Feedback on code

Is the code below in-line with the “philosophy” of scikit-learn? I am planning to invest some time in getting better at seaborn/matplotlib in the future. I realize StandardScaler isn’t required here due to non-parametric nature of tree models, but I’m trying to practice the general pattern. Another question I have is, based on your experience, is it better to start with the end (i.e. if you are doing cross validation, build out cross validation first, then build out model, then build out preprocessors, etc., or do you start on the other side?) I appreciate your feedback!

from sklearn.ensemble import RandomForestRegressor                                                                                                     
from sklearn.pipeline import make_pipeline                                                                                                             
from sklearn.compose import ColumnTransformer                                                                                                          
from sklearn.preprocessing import StandardScaler                                                                                                       
from sklearn.compose import make_column_selector                                                                                                       
import numpy as np                                                                                                                                     
from sklearn.metrics import mean_absolute_error                                                                                                        
numerical_column_selector = make_column_selector(dtype_include = np.number)                                                                            
numerical_preprocessor = StandardScaler()                                                                                                              
preprocessor = ColumnTransformer([("numerical_preprocessor", numerical_preprocessor, numerical_column_selector), ], n_jobs=-1, verbose=True, )         
regressor = RandomForestRegressor(n_estimators=3)                                                                                                      
model = make_pipeline(preprocessor, regressor)                                                                                                         
model.fit(data_train, target_train)                                                                                                                    
y_pred = model.predict(data_test)                                                                                                                      
y_true = target_test.copy()                                                                                                                            
mean_absolute_error(y_true=y_true, y_pred=y_pred)   

start_synthetic_range, end_synthetic_range = 170, 230                                                                                                  
synthetic_test = pd.DataFrame(np.arange(start_synthetic_range, end_synthetic_range + 1), columns=data_train.columns)                                   
import matplotlib.pyplot as plt                                                                                                                        
merged_train = pd.merge(data_train, target_train, left_index=True, right_index=True)                                                                   
import seaborn as sns                                                                                                                                  
ax = sns.scatterplot(data=merged_train, x=feature_name, y=target_name, color="blue", alpha=0.5 )                                                       
ax.set_title(f"{target_name} as a function of {feature_name}")                                                                                         
list_of_estimators = [estimator for estimator in model[-1].estimators_]                                                                                
list_of_predictions = [estimator.predict(model[-2].transform(synthetic_test)) for estimator in list_of_estimators]                                     
synthetic_predictions_df = pd.DataFrame(np.array(list_of_predictions).T, columns=['pred1', 'pred2', 'pred3'])                                          
synthetic_predictions_df[feature_name] = np.arange(start_synthetic_range, end_synthetic_range + 1)       
ax = sns.scatterplot(data=merged_train, x=feature_name, y=target_name, color="blue", alpha=0.5, legend=True )                                          
sns.lineplot(data=synthetic_predictions_df, x=feature_name, y='pred1', color="red", alpha=0.5, ax=ax )                                                 
sns.lineplot(data=synthetic_predictions_df, x=feature_name, y='pred2', color="green", alpha=0.5, ax=ax )                                               
sns.lineplot(data=synthetic_predictions_df, x=feature_name, y='pred3', color="purple", alpha=0.5, ax=ax, legend=True )                                 
ax.set_title(f"{target_name} as a function of {feature_name}")      

I would say the standard workflow is:

  1. Data preprocessing (may include cleaning the dataset, scaling, imputing missing values, encoding, etc).
  2. Define your model/pipeline.
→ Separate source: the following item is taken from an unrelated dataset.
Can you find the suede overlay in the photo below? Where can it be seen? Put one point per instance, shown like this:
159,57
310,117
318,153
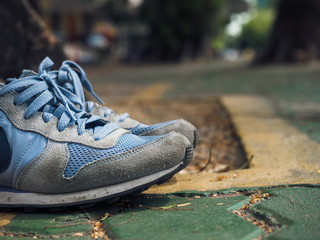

This may include step number 1 when using pipelines.
  3. Perform hyperparameter tuning on a sub-sample of the dataset (namely the validation set) which can be obtained with nested cross-validation, for instance. If you find your parameters are not stable across folds, you may want to revisit step number 1. and look for correlated variables, change imputing strategies, etc.
  4. Score your model on the test set. Change model if needed (try linear and non-linear models, for instance) and repeat step number 3.
  5. Plot the final results.

A side suggestion is to keep your code lines below 80 characters to improve readability :wink:

2 Likes

Thank you Arturo! I will start using autopep8 before posting code. A question related to this code I had is when we say pipeline[-2], do we get a copy of the transformer, or does it refer to the same transformer via reference? -Pritam

It refers to the same transformer. In your example pipeline[-2] is equivalent to the trained ColumnTransformer, meaning that you can access it’s attributes with the notation pipeline[-2].transformers_. The emphasis on the word trained here is because you can cross-validate a pipeline and therefore, each transformer will fit a different subset of data in each fold. Said attributes of each trained transformer will remain available for inspection, for example, StandardScaler will yield a different mean_ in each fold.

In your case, having the ColumnTransformer with only the StandardScaler introduces an unnecessary step that makes accessing the latter’s attributes more difficult.